The pandemic also forced the university administration to make changes to the admission process which also allowed for reservation of 5% supernumerary seats each under ECA and sports quotas. Last year, DU scrapped the ECA trials due to the pandemic and awarded points on the basis of past certificates.

Anamika Prasad, DU’s deputy dean (cultural activities), said the two-fold transition from school to college and from offline to online learning has made things difficult for first-year students.

“While they have had some experience with online activities, we agree it is of no match to the real-life experience of engaging in cultural events. Conducting academic activities like classes or seminars through online mode is easier than arranging online cultural events which require an audience. Moving forward, whenever these students return to campus, colleges can organise cultural and communication workshops to make up for the things that these students missed out on,” she said.

While a majority of students haven’t been able to visit their campuses, the situation at St Stephen’s College is a little different, because the college kept its hostel open for first- and second-year students.

Falit Sijariya, 18, a first-year undergraduate BA programme student at the college, was looking forward to engaging in co-curricular activities as he did not get much exposure during his schooling in Meerut. “Even though I have been able to visit the college and interact with my peers, I haven’t been able to take part in co-curricular activities. Due to a delayed academic cycle, our seniors are busy with their exams and so even the online activities are not taking place for now.”

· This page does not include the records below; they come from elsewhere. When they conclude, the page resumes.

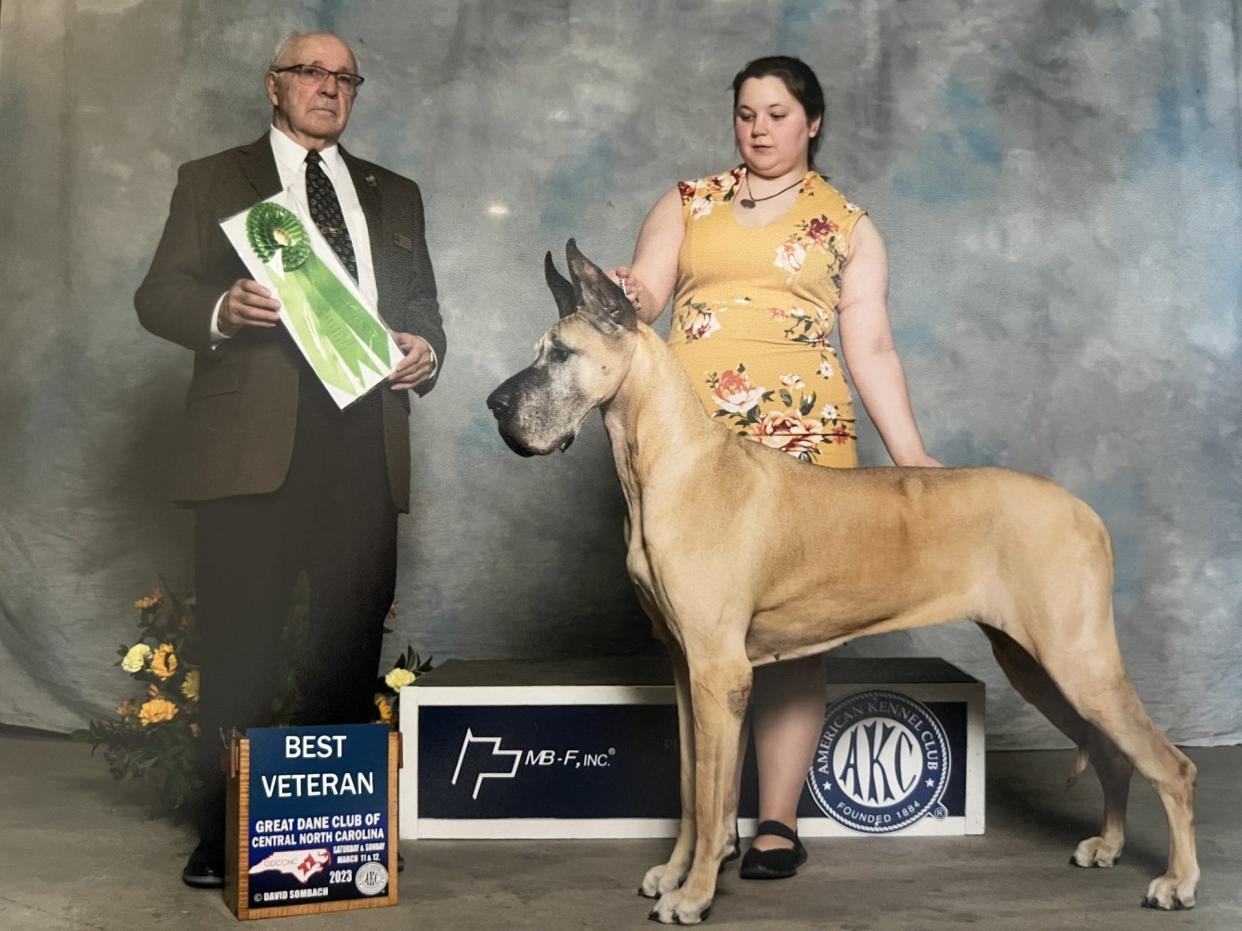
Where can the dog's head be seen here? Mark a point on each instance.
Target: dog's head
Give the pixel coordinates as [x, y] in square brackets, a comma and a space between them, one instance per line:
[581, 361]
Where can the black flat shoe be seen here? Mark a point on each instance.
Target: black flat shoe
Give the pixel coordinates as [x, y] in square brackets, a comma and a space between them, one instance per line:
[205, 869]
[780, 863]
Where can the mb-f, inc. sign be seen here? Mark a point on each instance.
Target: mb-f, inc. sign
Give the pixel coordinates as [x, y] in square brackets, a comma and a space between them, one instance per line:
[313, 812]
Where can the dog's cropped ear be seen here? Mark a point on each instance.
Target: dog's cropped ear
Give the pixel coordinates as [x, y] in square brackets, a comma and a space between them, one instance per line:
[563, 292]
[599, 296]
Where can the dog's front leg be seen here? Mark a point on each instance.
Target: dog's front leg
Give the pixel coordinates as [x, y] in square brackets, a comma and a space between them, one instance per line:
[719, 693]
[668, 875]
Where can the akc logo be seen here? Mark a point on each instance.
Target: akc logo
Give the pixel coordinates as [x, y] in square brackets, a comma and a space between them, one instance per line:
[882, 762]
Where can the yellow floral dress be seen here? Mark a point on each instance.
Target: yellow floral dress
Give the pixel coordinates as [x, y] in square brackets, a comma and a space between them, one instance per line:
[753, 312]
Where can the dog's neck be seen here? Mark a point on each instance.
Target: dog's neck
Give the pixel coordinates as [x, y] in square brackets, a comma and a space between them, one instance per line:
[656, 423]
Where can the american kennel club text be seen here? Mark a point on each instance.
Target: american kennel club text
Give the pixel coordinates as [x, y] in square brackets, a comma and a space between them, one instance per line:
[882, 762]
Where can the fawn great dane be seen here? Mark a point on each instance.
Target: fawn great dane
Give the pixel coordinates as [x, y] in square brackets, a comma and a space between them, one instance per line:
[735, 567]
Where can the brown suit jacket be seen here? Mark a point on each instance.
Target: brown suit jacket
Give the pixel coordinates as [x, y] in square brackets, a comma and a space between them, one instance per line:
[242, 401]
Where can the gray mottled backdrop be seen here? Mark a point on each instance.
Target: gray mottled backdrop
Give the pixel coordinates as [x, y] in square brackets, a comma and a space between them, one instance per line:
[1058, 183]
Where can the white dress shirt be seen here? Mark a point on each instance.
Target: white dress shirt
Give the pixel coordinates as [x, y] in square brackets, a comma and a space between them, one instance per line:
[291, 165]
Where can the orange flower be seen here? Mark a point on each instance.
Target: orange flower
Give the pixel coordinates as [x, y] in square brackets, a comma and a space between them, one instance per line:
[157, 710]
[164, 662]
[385, 709]
[150, 601]
[734, 392]
[788, 433]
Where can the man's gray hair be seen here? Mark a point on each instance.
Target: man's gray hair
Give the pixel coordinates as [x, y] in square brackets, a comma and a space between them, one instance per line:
[294, 37]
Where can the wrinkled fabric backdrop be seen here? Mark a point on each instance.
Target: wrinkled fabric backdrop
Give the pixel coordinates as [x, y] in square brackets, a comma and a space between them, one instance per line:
[1058, 184]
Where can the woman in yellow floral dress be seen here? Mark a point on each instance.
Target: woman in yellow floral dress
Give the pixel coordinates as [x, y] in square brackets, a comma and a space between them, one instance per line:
[761, 262]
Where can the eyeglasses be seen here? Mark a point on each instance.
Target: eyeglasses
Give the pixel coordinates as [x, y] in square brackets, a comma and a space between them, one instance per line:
[345, 81]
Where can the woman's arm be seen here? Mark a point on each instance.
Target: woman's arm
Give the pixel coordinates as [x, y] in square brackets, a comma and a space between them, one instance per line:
[867, 343]
[648, 281]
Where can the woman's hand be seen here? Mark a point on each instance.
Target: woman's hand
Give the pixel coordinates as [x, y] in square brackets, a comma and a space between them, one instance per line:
[631, 286]
[920, 461]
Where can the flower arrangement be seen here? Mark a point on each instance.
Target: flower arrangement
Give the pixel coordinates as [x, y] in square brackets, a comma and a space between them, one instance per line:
[388, 688]
[154, 736]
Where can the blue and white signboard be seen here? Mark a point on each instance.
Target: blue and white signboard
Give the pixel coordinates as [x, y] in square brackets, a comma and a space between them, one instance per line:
[318, 827]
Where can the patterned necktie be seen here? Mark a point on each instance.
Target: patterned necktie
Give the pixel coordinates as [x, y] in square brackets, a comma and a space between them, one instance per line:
[326, 212]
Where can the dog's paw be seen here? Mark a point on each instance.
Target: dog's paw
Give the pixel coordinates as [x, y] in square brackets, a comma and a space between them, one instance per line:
[660, 880]
[1169, 893]
[1094, 852]
[676, 909]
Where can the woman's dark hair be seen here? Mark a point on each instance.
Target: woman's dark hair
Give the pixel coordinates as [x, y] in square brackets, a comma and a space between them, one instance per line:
[799, 80]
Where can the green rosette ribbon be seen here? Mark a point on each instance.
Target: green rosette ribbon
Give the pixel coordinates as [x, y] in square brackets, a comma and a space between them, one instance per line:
[333, 327]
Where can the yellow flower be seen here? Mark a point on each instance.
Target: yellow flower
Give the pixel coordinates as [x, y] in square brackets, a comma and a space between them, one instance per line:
[135, 658]
[157, 710]
[399, 678]
[385, 706]
[164, 662]
[149, 601]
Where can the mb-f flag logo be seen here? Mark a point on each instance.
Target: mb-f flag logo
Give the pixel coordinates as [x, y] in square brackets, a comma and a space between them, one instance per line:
[882, 762]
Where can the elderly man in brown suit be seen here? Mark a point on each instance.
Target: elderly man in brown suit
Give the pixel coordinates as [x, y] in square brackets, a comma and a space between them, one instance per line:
[283, 482]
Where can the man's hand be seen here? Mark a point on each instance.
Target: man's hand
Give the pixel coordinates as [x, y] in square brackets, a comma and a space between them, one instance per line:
[247, 303]
[417, 364]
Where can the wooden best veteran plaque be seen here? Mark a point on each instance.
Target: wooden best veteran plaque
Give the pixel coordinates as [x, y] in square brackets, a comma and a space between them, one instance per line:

The lack of interaction with teachers also means that colleges are finding it hard to establish a connection with students and offering them the help they need during the pandemic. Bijayalaxmi Nanda, principal of Miranda House, said they have engaged several college societies to interact with the first-year students. “We have been trying to reach out to students who have faced personal losses during the pandemic or are finding it difficult to manage things. However, it has been a challenge since most of the outstation students haven’t even visited their college once or met their teachers,” she said.